DEV Community

Suzanne Mok
Suzanne Mok

Posted on

The Gym With a 3.3 Rating Survived 7 Years While Every Competitor Closed

The gym with the lowest rating (3.3/5.0) and the highest price (¥299/month) is the one that survived 7 years.

Meanwhile, every competitor with a 4.7+ rating and lower prices is now closed.

Here is the real story behind the numbers.


The market: Dongguan Wanjiang, one商圈 in Southern China.

Five competitors within the same radius. All rated higher. All priced lower.

One by one, they closed. The 4.7-rated gym? Gone. The one charging ¥199/month? Gone.

The 3.3-rated, ¥299-priced gym is still running — 7 years and counting.


Conventional wisdom says this is impossible.

Low rating + high price + largest floor space (800㎡) = textbook recipe for failure.

But conventional wisdom measures the wrong thing. It measures app store ratings. Not stored trust.

105+ active members paying ¥299/month for 7 years is not a rating problem. It is a retention story.


Why the 3.3 rating is actually the honest signal.

Real members rate honestly — "the equipment is old," "the AC doesn't work in summer," "it is crowded at peak hours."

Critical? Yes. Fatal? No.

Because the one thing members actually care about — "does anyone here know me?" — has a 5.0 rating. AI knows every member by name, face, and last session.


The cost structure that outlasts the competition.

Standard competitor: 3-5 trainers × ¥8K/month = ¥24K-40K/month in labor.

ZWISERFIT: 9 autonomous agents on 2 CPU cores. Zero marginal labor cost.

When your competitor pays ¥40K/month just to greet people at the door, you can afford to run an 800㎡ space with a 3.3 rating.


"How do you grow with a 3.3 rating?"

Same way you grow without VC money: by not needing growth to survive.

¥299 × 105 members × 12 months = ¥376,740/year in membership fees alone. Proven peak: ¥400,896 revenue with 237 members.
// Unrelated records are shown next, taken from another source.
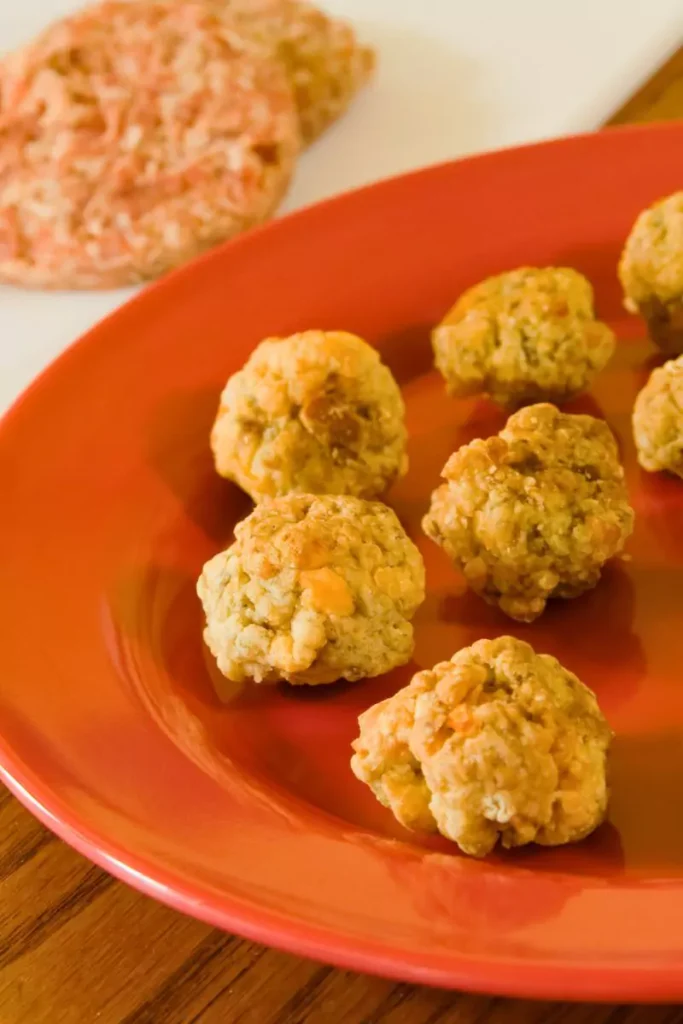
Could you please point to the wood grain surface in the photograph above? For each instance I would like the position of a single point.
(77, 947)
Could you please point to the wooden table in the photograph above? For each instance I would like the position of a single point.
(77, 947)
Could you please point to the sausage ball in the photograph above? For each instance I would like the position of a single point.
(534, 512)
(657, 420)
(499, 743)
(651, 271)
(529, 335)
(316, 413)
(313, 589)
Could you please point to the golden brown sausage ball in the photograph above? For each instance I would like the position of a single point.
(313, 589)
(534, 512)
(499, 743)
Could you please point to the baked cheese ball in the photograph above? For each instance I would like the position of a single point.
(316, 413)
(651, 271)
(326, 64)
(314, 589)
(134, 136)
(657, 420)
(534, 512)
(528, 335)
(498, 744)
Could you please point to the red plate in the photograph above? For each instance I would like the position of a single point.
(244, 811)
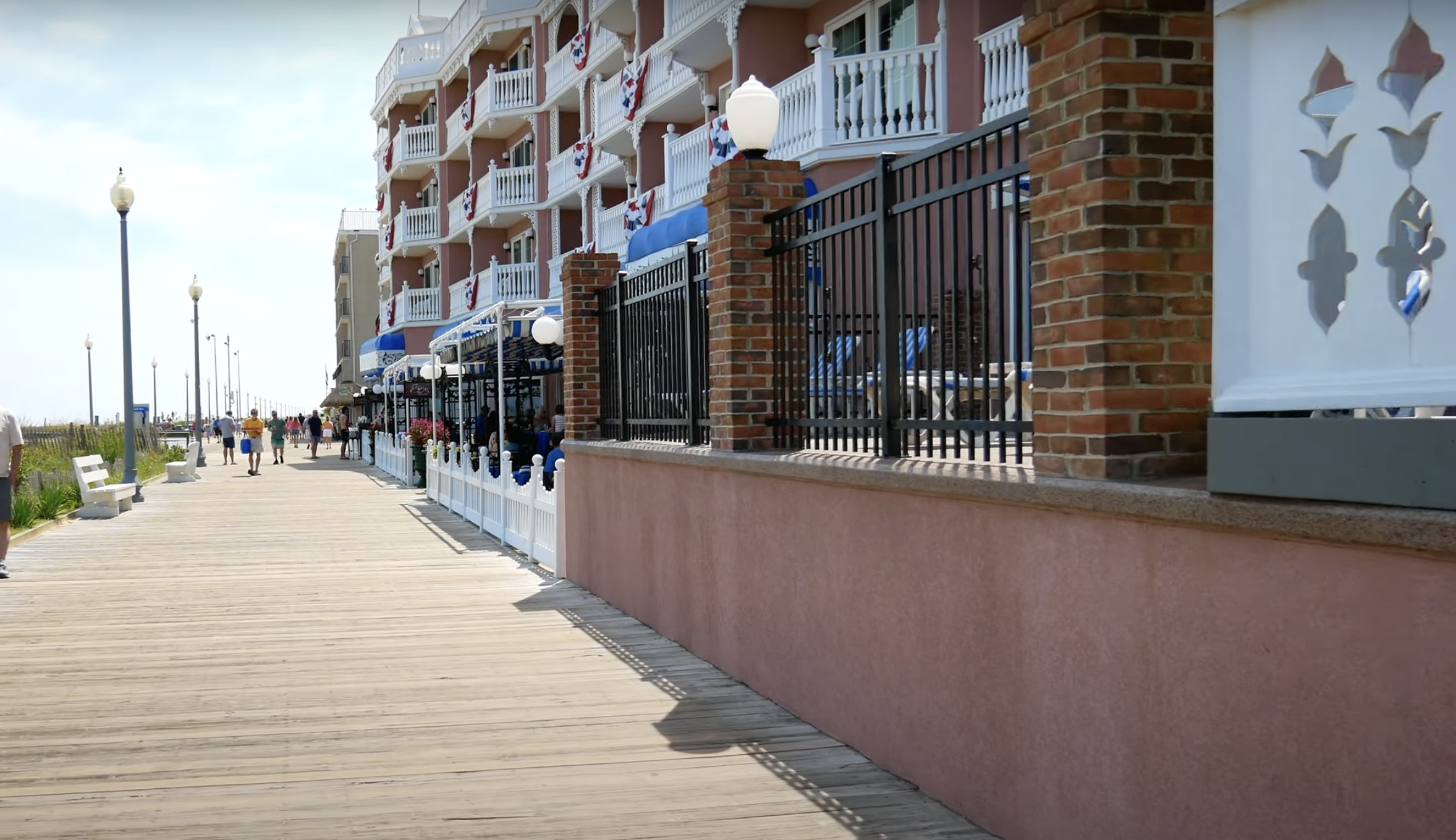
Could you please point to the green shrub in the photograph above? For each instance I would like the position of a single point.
(23, 514)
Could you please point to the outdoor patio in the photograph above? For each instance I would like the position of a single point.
(320, 653)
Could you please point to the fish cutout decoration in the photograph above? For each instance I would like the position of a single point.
(1327, 166)
(1410, 149)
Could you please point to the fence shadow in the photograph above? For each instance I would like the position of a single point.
(715, 714)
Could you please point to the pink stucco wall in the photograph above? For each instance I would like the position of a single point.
(1053, 674)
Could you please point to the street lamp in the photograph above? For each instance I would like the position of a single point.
(123, 198)
(91, 392)
(753, 116)
(195, 293)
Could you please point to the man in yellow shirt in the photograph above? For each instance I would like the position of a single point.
(254, 430)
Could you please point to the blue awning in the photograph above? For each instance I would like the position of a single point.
(676, 229)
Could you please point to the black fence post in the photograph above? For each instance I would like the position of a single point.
(887, 274)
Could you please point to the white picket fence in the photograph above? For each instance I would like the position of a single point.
(526, 517)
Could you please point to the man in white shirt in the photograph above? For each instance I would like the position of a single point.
(11, 449)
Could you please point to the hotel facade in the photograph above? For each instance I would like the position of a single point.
(518, 132)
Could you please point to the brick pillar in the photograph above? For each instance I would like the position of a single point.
(582, 275)
(740, 298)
(1122, 166)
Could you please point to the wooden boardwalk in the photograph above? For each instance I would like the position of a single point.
(316, 654)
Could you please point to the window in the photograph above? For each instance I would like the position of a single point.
(523, 250)
(523, 153)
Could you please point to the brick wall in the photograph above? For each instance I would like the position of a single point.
(740, 298)
(1122, 166)
(582, 275)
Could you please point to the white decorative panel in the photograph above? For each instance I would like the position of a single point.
(1335, 197)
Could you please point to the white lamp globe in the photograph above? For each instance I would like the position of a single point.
(753, 117)
(546, 329)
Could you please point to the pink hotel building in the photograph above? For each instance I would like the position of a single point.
(504, 141)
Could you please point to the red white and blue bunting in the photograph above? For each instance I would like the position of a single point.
(640, 213)
(721, 148)
(582, 48)
(632, 79)
(582, 158)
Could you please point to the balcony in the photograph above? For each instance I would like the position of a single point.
(669, 92)
(604, 56)
(500, 190)
(496, 284)
(685, 170)
(857, 99)
(1005, 76)
(415, 306)
(502, 94)
(561, 175)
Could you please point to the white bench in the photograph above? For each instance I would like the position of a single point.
(185, 469)
(99, 500)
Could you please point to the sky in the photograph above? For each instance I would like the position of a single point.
(242, 127)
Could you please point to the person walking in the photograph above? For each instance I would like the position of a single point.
(254, 427)
(279, 434)
(315, 434)
(344, 434)
(227, 427)
(12, 449)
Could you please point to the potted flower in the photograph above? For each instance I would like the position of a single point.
(421, 433)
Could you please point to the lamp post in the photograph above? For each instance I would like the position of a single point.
(753, 111)
(123, 198)
(91, 392)
(195, 293)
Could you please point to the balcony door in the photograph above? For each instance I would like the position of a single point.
(880, 27)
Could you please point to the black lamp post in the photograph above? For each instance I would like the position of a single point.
(195, 293)
(123, 198)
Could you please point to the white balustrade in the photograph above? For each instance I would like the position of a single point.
(612, 235)
(417, 223)
(561, 70)
(415, 304)
(685, 15)
(686, 170)
(523, 516)
(1004, 70)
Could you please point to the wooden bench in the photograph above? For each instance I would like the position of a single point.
(99, 500)
(185, 469)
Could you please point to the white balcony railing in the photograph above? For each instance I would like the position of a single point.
(685, 15)
(612, 237)
(496, 284)
(501, 91)
(858, 98)
(1004, 64)
(415, 304)
(685, 172)
(561, 70)
(417, 223)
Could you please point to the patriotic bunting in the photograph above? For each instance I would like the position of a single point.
(632, 78)
(721, 148)
(640, 213)
(582, 48)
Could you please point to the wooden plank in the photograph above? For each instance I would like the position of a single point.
(316, 654)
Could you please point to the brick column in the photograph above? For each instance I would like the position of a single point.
(582, 275)
(740, 298)
(1122, 166)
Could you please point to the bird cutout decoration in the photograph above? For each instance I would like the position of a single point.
(1330, 92)
(1413, 254)
(1326, 168)
(1328, 267)
(1410, 149)
(1413, 66)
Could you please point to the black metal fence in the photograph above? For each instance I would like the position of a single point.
(654, 351)
(903, 313)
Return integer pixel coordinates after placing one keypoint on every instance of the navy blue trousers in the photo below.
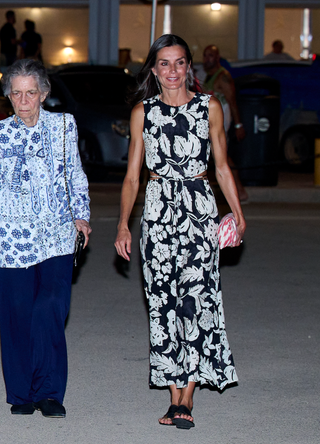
(34, 304)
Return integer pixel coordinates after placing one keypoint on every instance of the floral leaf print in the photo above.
(203, 205)
(167, 215)
(183, 357)
(156, 117)
(207, 344)
(203, 129)
(178, 146)
(161, 251)
(204, 251)
(191, 274)
(163, 363)
(165, 144)
(182, 259)
(191, 114)
(187, 199)
(187, 225)
(194, 146)
(190, 147)
(171, 323)
(166, 186)
(207, 373)
(191, 329)
(147, 276)
(180, 328)
(193, 358)
(199, 295)
(157, 335)
(158, 378)
(156, 302)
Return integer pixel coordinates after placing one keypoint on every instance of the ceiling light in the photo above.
(215, 6)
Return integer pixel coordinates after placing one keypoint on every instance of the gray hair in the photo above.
(26, 68)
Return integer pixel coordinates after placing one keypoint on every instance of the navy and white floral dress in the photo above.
(179, 248)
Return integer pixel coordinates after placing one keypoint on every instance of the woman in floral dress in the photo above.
(174, 129)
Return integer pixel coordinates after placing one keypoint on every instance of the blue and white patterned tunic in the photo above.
(35, 221)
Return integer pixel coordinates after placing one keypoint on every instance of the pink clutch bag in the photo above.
(227, 232)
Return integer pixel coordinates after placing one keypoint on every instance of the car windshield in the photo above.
(99, 87)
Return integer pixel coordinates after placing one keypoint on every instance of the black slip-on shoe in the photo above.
(182, 423)
(50, 408)
(22, 409)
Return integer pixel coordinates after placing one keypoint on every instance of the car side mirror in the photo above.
(53, 101)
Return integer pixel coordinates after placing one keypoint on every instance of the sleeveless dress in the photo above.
(179, 250)
(208, 87)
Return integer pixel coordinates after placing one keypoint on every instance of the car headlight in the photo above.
(122, 128)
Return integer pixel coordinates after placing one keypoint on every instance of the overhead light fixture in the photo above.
(215, 6)
(68, 52)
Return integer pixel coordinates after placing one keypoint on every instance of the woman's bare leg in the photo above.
(186, 399)
(175, 397)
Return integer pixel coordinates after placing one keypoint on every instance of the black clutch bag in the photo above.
(78, 248)
(80, 239)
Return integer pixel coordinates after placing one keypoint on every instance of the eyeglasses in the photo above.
(32, 94)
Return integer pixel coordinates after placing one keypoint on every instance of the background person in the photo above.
(37, 241)
(220, 84)
(173, 126)
(31, 42)
(8, 39)
(277, 52)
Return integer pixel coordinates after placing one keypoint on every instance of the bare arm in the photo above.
(223, 173)
(130, 185)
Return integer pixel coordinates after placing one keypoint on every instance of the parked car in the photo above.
(299, 104)
(96, 96)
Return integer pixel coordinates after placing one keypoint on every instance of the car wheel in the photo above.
(298, 150)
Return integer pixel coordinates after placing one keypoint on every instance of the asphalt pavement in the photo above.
(272, 307)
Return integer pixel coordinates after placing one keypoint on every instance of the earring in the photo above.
(158, 84)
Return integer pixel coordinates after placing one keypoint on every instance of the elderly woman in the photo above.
(37, 239)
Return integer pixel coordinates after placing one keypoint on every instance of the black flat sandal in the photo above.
(170, 414)
(182, 423)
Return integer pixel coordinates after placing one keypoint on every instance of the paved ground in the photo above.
(272, 305)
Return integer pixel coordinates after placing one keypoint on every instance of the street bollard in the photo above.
(317, 162)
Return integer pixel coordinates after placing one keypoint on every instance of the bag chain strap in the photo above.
(65, 169)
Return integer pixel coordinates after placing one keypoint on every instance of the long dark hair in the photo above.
(146, 83)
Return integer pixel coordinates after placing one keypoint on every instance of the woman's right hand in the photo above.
(123, 243)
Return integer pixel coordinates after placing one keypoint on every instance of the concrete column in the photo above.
(103, 31)
(251, 29)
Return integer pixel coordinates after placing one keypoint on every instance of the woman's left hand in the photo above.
(83, 225)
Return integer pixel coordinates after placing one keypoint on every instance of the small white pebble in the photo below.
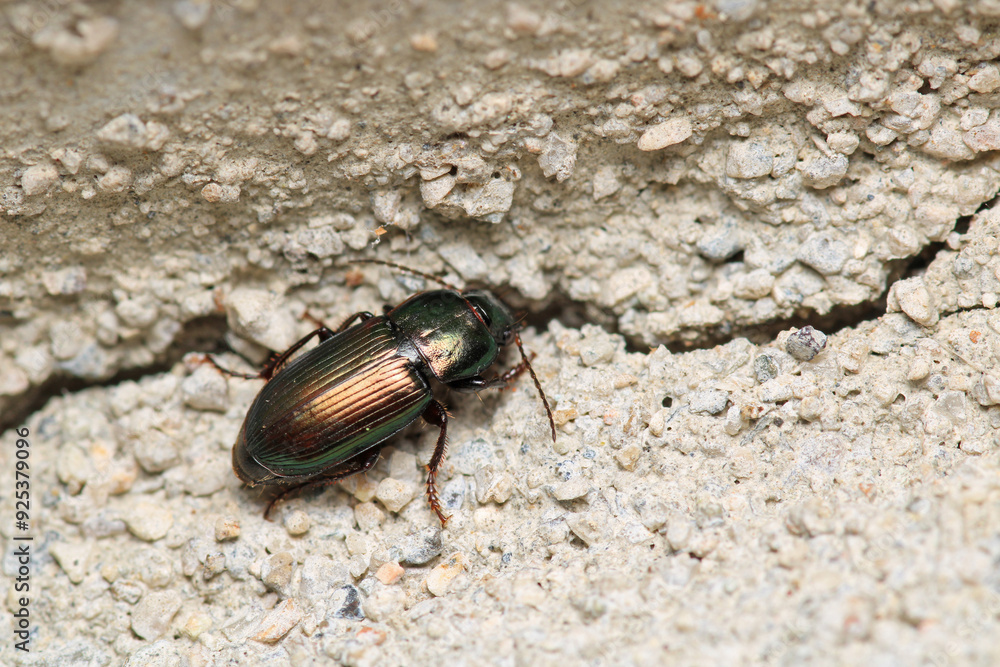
(38, 179)
(227, 528)
(394, 494)
(278, 622)
(149, 521)
(297, 523)
(389, 573)
(368, 516)
(667, 133)
(443, 575)
(571, 490)
(152, 616)
(206, 389)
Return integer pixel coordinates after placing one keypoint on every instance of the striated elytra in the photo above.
(326, 414)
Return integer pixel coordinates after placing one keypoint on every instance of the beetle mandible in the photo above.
(326, 414)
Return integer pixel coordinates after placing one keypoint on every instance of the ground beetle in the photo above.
(326, 414)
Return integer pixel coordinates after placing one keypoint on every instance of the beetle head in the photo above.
(494, 313)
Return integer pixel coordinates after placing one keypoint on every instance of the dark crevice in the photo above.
(204, 334)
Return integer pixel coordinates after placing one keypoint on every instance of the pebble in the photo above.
(667, 133)
(71, 280)
(913, 298)
(206, 389)
(77, 45)
(394, 494)
(126, 130)
(749, 159)
(149, 521)
(493, 485)
(720, 246)
(754, 285)
(389, 573)
(821, 171)
(217, 193)
(384, 604)
(297, 523)
(192, 14)
(368, 516)
(196, 625)
(764, 368)
(576, 488)
(204, 475)
(805, 343)
(558, 157)
(346, 603)
(152, 615)
(596, 350)
(156, 452)
(418, 548)
(590, 527)
(628, 456)
(278, 622)
(276, 571)
(464, 259)
(39, 179)
(986, 79)
(710, 402)
(734, 420)
(823, 253)
(258, 315)
(73, 558)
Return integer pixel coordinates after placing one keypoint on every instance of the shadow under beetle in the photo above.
(326, 414)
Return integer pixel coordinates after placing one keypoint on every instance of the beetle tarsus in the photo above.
(538, 385)
(436, 414)
(364, 461)
(226, 371)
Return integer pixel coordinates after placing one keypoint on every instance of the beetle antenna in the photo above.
(538, 385)
(407, 269)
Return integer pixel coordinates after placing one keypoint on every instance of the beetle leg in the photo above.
(279, 360)
(363, 461)
(478, 383)
(435, 414)
(362, 316)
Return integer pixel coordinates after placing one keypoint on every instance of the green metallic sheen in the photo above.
(448, 334)
(344, 396)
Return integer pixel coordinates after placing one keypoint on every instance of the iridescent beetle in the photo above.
(326, 414)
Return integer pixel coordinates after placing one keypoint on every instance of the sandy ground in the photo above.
(675, 192)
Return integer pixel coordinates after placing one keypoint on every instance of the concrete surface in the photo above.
(656, 177)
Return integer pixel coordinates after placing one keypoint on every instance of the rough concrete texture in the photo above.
(675, 171)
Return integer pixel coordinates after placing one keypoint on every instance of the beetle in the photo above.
(326, 414)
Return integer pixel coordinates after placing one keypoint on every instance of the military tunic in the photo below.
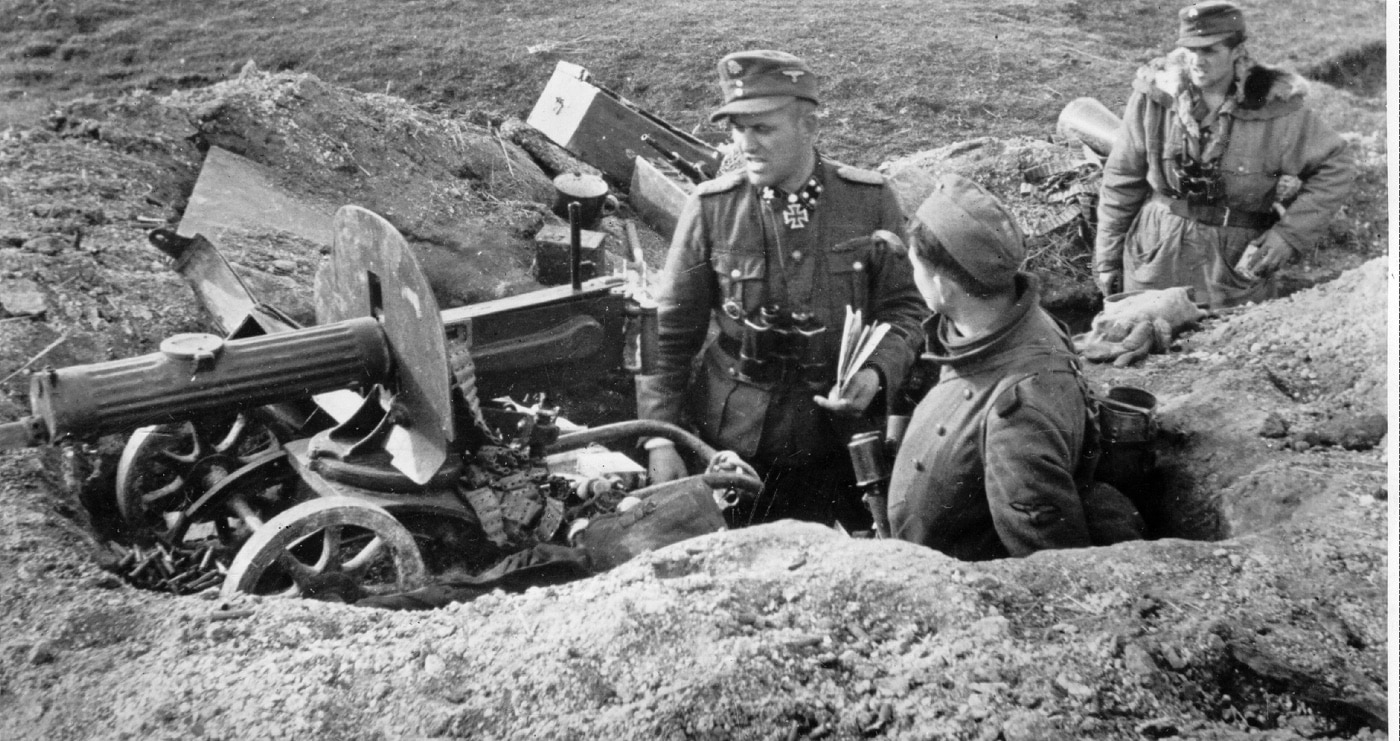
(1270, 135)
(991, 462)
(732, 254)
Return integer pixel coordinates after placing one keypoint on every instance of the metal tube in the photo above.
(576, 245)
(636, 427)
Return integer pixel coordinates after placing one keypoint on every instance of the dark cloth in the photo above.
(1262, 133)
(991, 464)
(731, 247)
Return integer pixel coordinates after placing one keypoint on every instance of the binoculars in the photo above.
(1200, 182)
(777, 345)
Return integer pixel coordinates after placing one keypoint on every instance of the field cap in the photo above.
(1204, 24)
(762, 80)
(976, 230)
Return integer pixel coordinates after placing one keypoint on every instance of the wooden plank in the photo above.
(658, 196)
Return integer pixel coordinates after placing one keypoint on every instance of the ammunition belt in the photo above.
(1220, 216)
(780, 369)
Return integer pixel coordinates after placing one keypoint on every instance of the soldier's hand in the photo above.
(1110, 282)
(664, 464)
(857, 397)
(1273, 254)
(727, 461)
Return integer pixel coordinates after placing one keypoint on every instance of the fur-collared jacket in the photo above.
(1274, 142)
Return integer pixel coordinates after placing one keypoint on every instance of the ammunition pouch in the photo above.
(769, 355)
(1199, 184)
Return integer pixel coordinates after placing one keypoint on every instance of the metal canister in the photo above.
(867, 453)
(1242, 266)
(640, 335)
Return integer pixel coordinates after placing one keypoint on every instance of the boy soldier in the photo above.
(773, 254)
(1215, 154)
(993, 462)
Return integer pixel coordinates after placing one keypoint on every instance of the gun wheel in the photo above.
(325, 548)
(165, 468)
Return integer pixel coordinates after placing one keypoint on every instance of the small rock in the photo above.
(1159, 727)
(1361, 432)
(105, 582)
(48, 244)
(21, 297)
(1172, 657)
(1137, 660)
(1028, 726)
(42, 653)
(991, 628)
(1073, 687)
(1273, 426)
(1147, 607)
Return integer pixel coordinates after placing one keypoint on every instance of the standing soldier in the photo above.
(1217, 154)
(774, 254)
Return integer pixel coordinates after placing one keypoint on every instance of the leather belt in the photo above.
(774, 370)
(1220, 216)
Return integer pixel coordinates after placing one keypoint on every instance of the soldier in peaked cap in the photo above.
(773, 255)
(1215, 154)
(994, 458)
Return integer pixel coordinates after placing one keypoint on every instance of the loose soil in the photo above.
(1259, 608)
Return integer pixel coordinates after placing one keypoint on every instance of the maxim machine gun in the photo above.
(353, 454)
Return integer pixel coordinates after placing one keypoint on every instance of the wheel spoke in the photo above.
(199, 439)
(153, 500)
(234, 436)
(364, 558)
(298, 572)
(329, 549)
(177, 457)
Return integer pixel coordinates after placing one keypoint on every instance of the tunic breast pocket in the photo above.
(850, 276)
(741, 282)
(1249, 181)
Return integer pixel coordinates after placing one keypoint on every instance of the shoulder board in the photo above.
(720, 184)
(864, 177)
(1010, 399)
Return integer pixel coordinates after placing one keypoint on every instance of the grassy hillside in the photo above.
(900, 74)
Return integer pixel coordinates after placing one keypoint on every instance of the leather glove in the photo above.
(1273, 254)
(664, 464)
(1110, 282)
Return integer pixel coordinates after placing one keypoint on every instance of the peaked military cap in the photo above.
(762, 80)
(1204, 24)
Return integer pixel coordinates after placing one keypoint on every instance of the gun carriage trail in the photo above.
(1256, 608)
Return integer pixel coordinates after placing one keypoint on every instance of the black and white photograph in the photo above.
(912, 370)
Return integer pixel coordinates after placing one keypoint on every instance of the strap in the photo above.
(1220, 216)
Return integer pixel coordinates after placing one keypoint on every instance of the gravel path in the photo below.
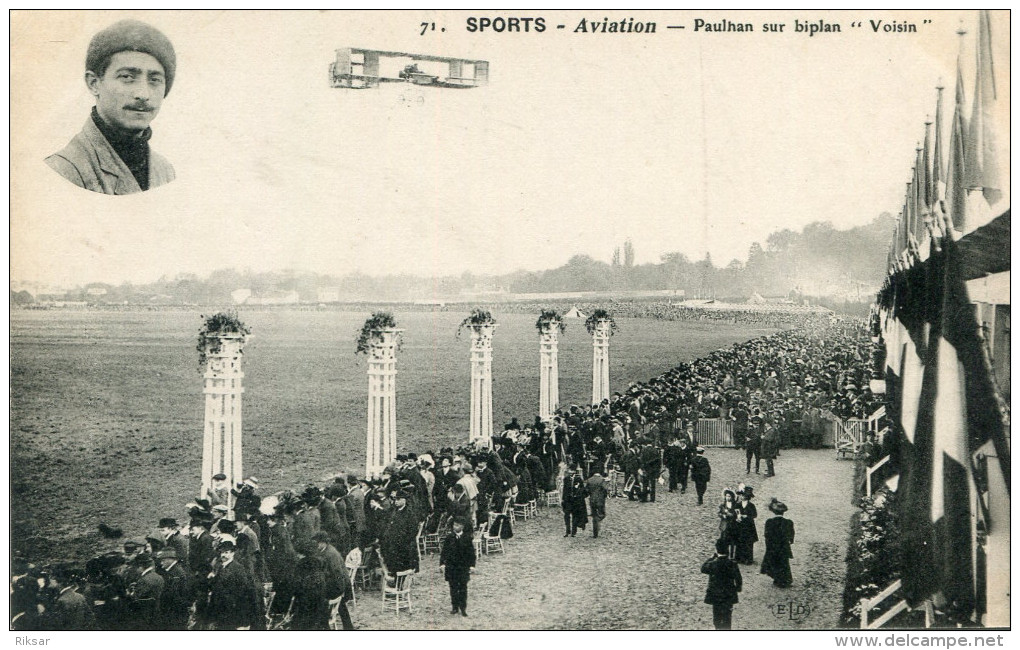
(644, 571)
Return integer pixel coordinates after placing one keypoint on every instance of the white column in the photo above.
(481, 384)
(380, 438)
(221, 451)
(549, 372)
(600, 361)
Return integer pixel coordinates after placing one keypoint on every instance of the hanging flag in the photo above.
(920, 209)
(957, 413)
(937, 159)
(927, 193)
(956, 182)
(982, 165)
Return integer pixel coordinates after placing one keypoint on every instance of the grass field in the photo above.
(106, 407)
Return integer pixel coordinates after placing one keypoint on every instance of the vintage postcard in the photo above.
(510, 319)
Not Unicorn numbers. Real numbers. From one gym in Wanjiang, Dongguan — the market everyone told us was a dead zone.


The lesson for physical business AI:

The market variable that matters most is NOT rating, price, or location.

It is trust. Measured in years. Stored in behavioral data. Verified by edge AI.

Seven years and one rating point lower than everyone who failed.